To confirm genomic locations, we developed a KASP marker assay (LGC Genomics, Teddington, Middlesex, UK) for a nonsynonymous SNP in every gene within the QTL.A10 QTL that carried one. In addition, we developed assays for several loci within a region (72.7–83.5 cM) that lacked markers in our original map. Twelve loci passed the criteria for suitable primer and SNP marker development and were used to genotype the DH population. Nine SNP markers ended up passing the primer design criteria and segregated at the expected 1:1 ratio for each parental allele. We also genotyped the DH population for the FLC insertion. We reconstructed the genetic map and validated the location of these markers as all of them mapped to the predicted chromosome A10, and all recombination fractions were consistent with the order based on their physical locations (Figure 4). The original gap between 73.6 and 86.3 cM was reduced by 46% to a distance of 8.7 cM. Interestingly, the SNP located in Bra009167, which mapped to A10 as expected based on the B. rapa reference, is not predicted to carry an ortholog in the B. napus reference. This result, along with the reference genome QTL alignments (Figure 2), suggests that additional linkage map data will be helpful in improving the current draft genomes and understanding the extent of structural variation such as deletions and rearrangements.

Figure 4.

Figure 4

QTL remapping at QTL.A10. Logarithm of odds (LOD) score for the quantitative trait loci (QTL) at markers in the original QTL interval are given for the new mapping. Shading indicates the new confidence interval. White circles, original markers; gray circles, original markers and new markers located at similar genetic positions; black circles, new markers; black triangles, locations of candidate genes carrying nonsynonymous polymorphisms.

As mentioned, QTL.A10 was selected as the focal QTL for this study due to its impact on all measured traits, along with the possibility that it is directly involved in the control of root mass. This conclusion is based on QTL scans that determined this locus to be significant after conditioning upon flowering time, a genetically correlated trait (rg = 0.48). Genome-wide QTL scans were reperformed using the new map to determine if the additional markers increased the QTL model fit parameters, relative to the original QTL results. In the original analyses, the most highly correlated SNP (BSNP3510) was located in the gene Bra008726 at position 13,586,650; however, the new QTL mapping places the most significant marker in FLC (Figure 4). Further, in the new QTL interval, FLC was the only remaining candidate gene with observed polymorphism (Figure 4). For all other traits colocalizing with this QTL, such as flowering time, model fit parameters were improved with the denser linkage map and the most highly correlated polymorphism was determined to be the indel in Bna.FLC.A10 for four of the five traits (Table S6). RPF in the wet environment (RPF.wet3) was the only trait in which Bna.FLC.A10 was not the nearest marker. Instead, it was the adjacent SNP located at 13,897,294 (near Bra009063), an upstream distance of only 41 kbp.
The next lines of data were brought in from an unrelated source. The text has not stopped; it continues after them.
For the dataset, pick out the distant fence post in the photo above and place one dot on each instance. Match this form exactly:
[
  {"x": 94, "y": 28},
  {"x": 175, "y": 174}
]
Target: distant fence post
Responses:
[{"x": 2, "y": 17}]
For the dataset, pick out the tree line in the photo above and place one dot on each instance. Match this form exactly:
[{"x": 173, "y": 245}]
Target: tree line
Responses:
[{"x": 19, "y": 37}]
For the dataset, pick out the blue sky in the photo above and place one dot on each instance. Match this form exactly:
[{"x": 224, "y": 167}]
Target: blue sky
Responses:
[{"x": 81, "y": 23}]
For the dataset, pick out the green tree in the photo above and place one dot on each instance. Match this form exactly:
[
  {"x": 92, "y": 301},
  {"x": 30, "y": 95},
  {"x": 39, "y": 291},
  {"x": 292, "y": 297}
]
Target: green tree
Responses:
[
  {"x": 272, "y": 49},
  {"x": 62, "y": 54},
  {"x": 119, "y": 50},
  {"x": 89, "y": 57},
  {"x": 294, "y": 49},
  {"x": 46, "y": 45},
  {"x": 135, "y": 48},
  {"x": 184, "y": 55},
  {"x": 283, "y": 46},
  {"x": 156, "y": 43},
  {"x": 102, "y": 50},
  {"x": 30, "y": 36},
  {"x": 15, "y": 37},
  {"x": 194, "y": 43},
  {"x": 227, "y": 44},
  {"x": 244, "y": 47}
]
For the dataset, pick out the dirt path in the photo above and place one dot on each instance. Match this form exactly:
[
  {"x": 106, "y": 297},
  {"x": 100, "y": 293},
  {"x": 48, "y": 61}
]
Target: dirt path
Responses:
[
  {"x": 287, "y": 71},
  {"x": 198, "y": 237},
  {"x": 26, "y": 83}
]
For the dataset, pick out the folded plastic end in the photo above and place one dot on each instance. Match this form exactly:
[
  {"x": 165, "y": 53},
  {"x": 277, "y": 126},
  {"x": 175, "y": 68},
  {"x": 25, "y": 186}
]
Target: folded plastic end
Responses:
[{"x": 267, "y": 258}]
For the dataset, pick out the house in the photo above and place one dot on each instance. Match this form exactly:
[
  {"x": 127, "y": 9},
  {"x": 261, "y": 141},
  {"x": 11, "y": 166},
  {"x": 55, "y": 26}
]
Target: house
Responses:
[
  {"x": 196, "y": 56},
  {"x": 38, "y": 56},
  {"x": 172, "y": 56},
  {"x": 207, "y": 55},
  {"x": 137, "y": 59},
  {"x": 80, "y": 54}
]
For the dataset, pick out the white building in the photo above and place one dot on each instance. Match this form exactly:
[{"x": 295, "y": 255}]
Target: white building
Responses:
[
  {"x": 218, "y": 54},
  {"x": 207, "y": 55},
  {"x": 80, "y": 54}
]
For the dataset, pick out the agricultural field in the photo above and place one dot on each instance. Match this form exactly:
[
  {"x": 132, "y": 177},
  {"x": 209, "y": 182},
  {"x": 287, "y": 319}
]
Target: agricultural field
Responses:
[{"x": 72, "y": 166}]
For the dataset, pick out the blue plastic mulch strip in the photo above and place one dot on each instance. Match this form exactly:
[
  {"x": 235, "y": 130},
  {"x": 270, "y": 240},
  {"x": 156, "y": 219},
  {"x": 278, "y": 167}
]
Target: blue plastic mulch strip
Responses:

Bna.FLC.A10 insertion is widespread in spring ecotypes

To test whether the FLC insertion is associated with flowering time and ecotype, we scored 20 spring and winter type lines for the insertion (Figure 5 and Table S7). There was a significant relationship between insertion presence and ecotype (P = 0.01), with the majority of spring types tested having the insertion. We also looked for the insertion in spring flowering lines of the parental species B. rapa to see if the origin of the insertion predates the allopolyploid speciation of B. napus. We did find the insertion in B. rapa, though at a lower frequency than in spring B. napus (Figure 5).

Figure 5.

Figure 5

Prevalence of FLC insertion among ecotypes and species.

Discussion

We previously mapped several QTL underlying drought-related traits in a DH population created from a cross between annual and biennial B. napus cultivars (Fletcher et al. 2015; Table 1). Here we utilize the draft genomes of three Brassica species to resequence the mapping population parent lines. The results revealed patterns of genome-wide molecular variation and identified major gene classes that may broadly underlie the different growth habits of the cultivars studied. In addition, candidate genes were identified at five QTL explaining variation in traits of importance to drought adaptation. In our focused analysis of QTL.A10, we developed molecular markers from a subset of the discovered SNPs and mapped them back onto the genetic map. QTL analyses using the new map identified Bna.FLC.A10 as the most highly correlated polymorphism in the QTL region.

Genome-wide variation differentiating the parent lines

This study utilizes the recently published draft genomes of B. napus and its diploid progenitors as references in resequencing Brassica genotypes. The results suggest advantages to utilizing all three reference genomes as they were comparable at the genomic-scale while differences became apparent at higher resolution. For instance, the SNP differentiating IMC106RR and Wichita identified in Bra009167 of the B. rapa reference genome mapped to the A10 linkage group of our genetic map. This is strong evidence that this gene is present at this same locus in both cultivars. However, Bra009167 is not predicted on A10 in the Darmor-bzh genome. Similar observations in other species suggest that presence/absence and other structural variants may be common within species, and thus a single reference genome is of limited utility (Tettelin et al. 2005; Morgante et al. 2007; Lu et al. 2015). Comparisons of the genomes of multiple maize cultivars found this type of structural variation to be common (Lai et al. 2010), suggesting that using several genomes that span the evolutionary history of the species as references will help mitigate these types of false negatives. Likewise, the candidate genes identified in our study cannot be considered comprehensive since they are only based on the B. rapa and B. oleracea reference genomes.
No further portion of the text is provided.